Design Article
Choosing an Electrohydraulic Controller
Michael Liedhegener, Bosch Rexroth Corporation " Industrial Hydraulics
6/28/2008 10:03 AM EDT
The advent of closed-loop electrohydraulic motion controllers has changed the equation, allowing production lines to be more precise and repeatable, as well as sophisticated and flexible.
A range of electrohydraulic controller platforms are available. Choosing the right one is based on assessing several factors, starting with the application requirements and including motion complexity, the number of axes to be controlled, and machine design and operational factors.
Growth of closed-loop hydraulic control
Hydraulic motion control is the coordinated control of the acceleration, velocity and position as well as force or pressure of a machine axis or actuator such as a cylinder or hydraulic motor.
Previous generation machines typically used open-loop control, sending a simple signal to a directional or proportional valve to control only one of these factors " thus limiting the precision and sophistication of motion control. In addition, open-loop control often required manual fine-tuning, adding time and costs to machine commissioning or updating.
Closed-loop hydraulic control adds feedback to the hydraulic circuit by adding position and pressure sensors to the system, providing real-time data on system states like position, its derivatives and forces. This enables rapid, precise, repeatable, and (most importantly) automated position and force control of hydraulic actuators.
A number of simple applications can be configured using open-loop control, but quality requirements and high-throughput demands make closed-loop motion control and electrohydraulic controllers the preferred approach.

Going with a digital controller offers significant advantages. For the machine builder, the complexity and time of machine start up will be reduced. For series machines, once a digital control project template is created it can be applied to multiple machines with little extra effort or expense. For the end-user, process monitoring and machine diagnosis is built into the controller at no extra cost.

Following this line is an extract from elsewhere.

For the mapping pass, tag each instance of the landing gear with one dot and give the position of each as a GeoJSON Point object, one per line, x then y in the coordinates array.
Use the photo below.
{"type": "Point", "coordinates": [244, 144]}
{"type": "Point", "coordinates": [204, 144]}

Decision points for controller selection
To choose the best controller for an application, start with four key decision points to assess and define during machine development. The key decision criteria include:
- Accuracy of the hydraulic axis stroke and positioning
- Need for single, combination or multi-axis control
- Preference for configuration or programming of motion sequences
- Bus architecture and I/O support.
Accuracy of stroke and fine positioning
Most closed-loop hydraulic controller product lines offer low-cost analog controllers to support basic motion requirements such as simple position or flow control. However, since these controllers don't incorporate digital feedback and processing, they generally do not provide accurate positioning at the endpoint.
If you need stroke accuracy greater than 0.1 percent of the total stroke -- for example, no more than a tenth of an inch deviation over a ten-inch stroke, you need the precise accuracy and stability provided by digital feedback and control. Even if the motion is very simple and the path of travel does not require high accuracy, if fine positioning at the endpoint is required, such as micron-levels of accuracy for the machine tool or plastic industry, then analog controllers would be eliminated from the decision-making process.